Hair and grease are two common drain cloggers. A mesh strainer that sits in the drain is a helpful tool for trapping hair and food and preventing clogged drains. According to Sandbeck, hardware stores sell a tool specifically for removing hair from drains. If you have a drain snake, that would work as well. A grease clog often responds to ½ cup of baking soda followed by a cup of white vinegar in the drain. Pour a kettleful of boiling water down the drain when the fizzing stops. It’s time for the drain snake tool if the clog persists.
To reduce the risk of asthma, allergies, lung infections and worse, use only steam vaporizers and evaporative humidifiers. Clean them daily with full strength hydrogen peroxide. Allow them to dry completely. Refill with distilled or demineralized water only. Lack of daily cleaning, and the extra moisture in the air, may encourage the very same respiratory ailments you’re trying to eliminate. Check with your respiratory specialist. Without daily care they may do more harm than good.
Molds and mildew need moisture to grow. Wash damp kitchen cloths frequently. Full strength white vinegar removes most mildew. Dip an old toothbrush in a water/borax paste to get mildew out of grout or off walls.
The following tips will allow you to reduce or discontinue the use of toilet bowl cleaners, sponges, vinyl shower curtains, air fresheners, and glass, metal and rust cleaners, which are often toxic:
- White vinegar cleans a toilet. Use a spray bottle, a dampened cloth and a toilet bowl brush.
- Replace your sponge with a mesh orange or onion bag. (According to Sandbeck, the sponge is a playground for E. coli, salmonella, pseudomonas, and staphylococcus.) Cut the label end off the mesh bag, creating a tube. Fold a 12” square dish cloth in half and place it inside the tube. Fold the mesh and cloth to a comfortable size for scrubbing. Use for glassware, pots and countertops. Launder the cloth frequently.
- For kitchen cleaning, white vinegar and hydrogen peroxide tackle most jobs. Have a spray bottle of each handy.
- Use rags, lots of them. Old cloth diapers and t-shirt remnants are lint free and can be cut to size. When you’re cleaning the floor, putting a dirty rag into a bucket of clean water makes dirty water. For your family’s health, put only clean rags in your clean water.
- To avoid food contamination, use wooden cutting boards. They don’t incubate bacteria like plastic boards do. Use one for meat and another for produce, or prepare fresh produce before working with raw meat. Clean with hydrogen peroxide.
- A polyester/nylon shower curtain dries quickly and doesn’t encourage mildew.
- You’re more likely to clean if the supplies are right where you need them.
- Open your house to outside air whenever you can tolerate the pollen level. In rural areas, indoor air is 2-5 times more polluted than outside air.
- Lighting a match deodorizes a room more healthfully than air fresheners.

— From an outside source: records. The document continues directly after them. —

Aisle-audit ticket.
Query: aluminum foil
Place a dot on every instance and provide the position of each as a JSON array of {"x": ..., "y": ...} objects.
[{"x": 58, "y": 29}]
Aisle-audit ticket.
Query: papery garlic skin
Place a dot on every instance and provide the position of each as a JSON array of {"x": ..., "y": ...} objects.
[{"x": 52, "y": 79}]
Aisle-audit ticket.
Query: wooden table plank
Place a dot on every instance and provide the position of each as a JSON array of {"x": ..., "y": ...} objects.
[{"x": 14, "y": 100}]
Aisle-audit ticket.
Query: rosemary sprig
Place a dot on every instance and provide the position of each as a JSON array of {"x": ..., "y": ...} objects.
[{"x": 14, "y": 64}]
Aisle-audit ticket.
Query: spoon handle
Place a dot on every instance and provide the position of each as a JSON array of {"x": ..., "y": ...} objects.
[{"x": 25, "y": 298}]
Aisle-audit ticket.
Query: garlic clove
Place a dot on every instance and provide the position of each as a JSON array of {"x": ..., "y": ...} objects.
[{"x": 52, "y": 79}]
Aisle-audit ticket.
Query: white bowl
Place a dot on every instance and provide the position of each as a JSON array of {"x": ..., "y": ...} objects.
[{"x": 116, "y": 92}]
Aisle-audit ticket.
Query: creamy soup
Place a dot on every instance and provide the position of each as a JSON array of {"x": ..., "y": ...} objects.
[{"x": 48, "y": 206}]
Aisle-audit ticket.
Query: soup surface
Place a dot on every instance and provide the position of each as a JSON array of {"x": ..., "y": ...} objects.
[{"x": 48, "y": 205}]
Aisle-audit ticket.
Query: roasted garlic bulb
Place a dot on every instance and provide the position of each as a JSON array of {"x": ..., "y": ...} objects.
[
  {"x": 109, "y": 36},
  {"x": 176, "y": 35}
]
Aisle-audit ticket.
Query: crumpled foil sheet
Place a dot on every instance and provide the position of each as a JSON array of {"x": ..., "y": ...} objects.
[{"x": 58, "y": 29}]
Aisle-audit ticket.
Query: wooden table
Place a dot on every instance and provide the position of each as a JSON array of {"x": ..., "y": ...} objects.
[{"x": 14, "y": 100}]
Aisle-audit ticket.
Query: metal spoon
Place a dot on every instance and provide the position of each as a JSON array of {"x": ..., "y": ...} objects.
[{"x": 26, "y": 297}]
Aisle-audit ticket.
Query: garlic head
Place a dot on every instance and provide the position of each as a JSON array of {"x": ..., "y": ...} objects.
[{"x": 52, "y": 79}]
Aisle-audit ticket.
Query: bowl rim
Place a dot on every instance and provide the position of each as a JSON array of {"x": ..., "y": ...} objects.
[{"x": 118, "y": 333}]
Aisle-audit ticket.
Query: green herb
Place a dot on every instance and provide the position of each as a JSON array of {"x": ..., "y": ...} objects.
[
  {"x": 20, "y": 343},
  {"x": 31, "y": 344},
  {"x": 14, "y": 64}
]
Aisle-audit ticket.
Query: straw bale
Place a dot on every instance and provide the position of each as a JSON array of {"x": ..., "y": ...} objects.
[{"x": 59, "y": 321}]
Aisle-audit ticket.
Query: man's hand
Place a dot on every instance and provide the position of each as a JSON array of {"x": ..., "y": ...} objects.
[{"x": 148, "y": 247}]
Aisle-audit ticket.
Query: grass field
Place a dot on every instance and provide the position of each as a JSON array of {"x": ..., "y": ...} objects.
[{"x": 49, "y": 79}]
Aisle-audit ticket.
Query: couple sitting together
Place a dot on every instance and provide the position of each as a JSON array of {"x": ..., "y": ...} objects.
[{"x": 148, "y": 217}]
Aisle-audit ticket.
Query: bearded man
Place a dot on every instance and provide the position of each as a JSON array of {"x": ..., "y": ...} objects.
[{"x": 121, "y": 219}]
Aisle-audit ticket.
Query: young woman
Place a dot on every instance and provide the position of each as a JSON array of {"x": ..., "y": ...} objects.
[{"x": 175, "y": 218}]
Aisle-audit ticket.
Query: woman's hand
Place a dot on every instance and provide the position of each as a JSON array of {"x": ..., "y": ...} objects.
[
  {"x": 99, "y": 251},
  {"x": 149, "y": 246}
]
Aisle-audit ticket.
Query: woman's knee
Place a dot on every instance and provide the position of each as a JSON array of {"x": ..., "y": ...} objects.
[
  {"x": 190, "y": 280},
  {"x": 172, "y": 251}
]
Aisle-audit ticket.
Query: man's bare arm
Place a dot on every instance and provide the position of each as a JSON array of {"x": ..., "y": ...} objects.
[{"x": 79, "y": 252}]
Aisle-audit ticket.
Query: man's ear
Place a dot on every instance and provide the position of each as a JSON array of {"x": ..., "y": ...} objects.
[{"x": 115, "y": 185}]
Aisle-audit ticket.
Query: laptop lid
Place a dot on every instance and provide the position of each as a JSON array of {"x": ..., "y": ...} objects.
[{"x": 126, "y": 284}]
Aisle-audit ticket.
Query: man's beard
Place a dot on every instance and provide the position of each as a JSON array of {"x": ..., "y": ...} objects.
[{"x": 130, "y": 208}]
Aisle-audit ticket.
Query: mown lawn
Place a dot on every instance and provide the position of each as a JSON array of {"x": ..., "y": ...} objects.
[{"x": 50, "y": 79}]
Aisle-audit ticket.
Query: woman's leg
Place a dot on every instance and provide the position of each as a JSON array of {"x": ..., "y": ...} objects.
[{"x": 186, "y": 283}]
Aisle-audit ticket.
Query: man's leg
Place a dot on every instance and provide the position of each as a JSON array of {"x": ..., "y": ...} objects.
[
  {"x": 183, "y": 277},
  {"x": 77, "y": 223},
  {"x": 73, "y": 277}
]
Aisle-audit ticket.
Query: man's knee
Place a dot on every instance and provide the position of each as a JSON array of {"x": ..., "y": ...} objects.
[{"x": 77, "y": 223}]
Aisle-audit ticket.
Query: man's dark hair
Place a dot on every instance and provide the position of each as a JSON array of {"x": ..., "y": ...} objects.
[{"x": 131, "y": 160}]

Fortunately, we don’t have to choose between healthy, rigorous cleaning or toxic, easy cleaning. Simple, cost-effective, non-toxic ways to tackle cleaning do exist.
Resources:
Green Housekeeping, Ellen Sandbeck, Scribner, 2008, $16.00.
Naturally Clean: The Seventh Generation Guide to Safe & Healthy, Non-toxic Cleaning, Jeffrey Hollender et al. New Society Publishers, 2005. $17.95.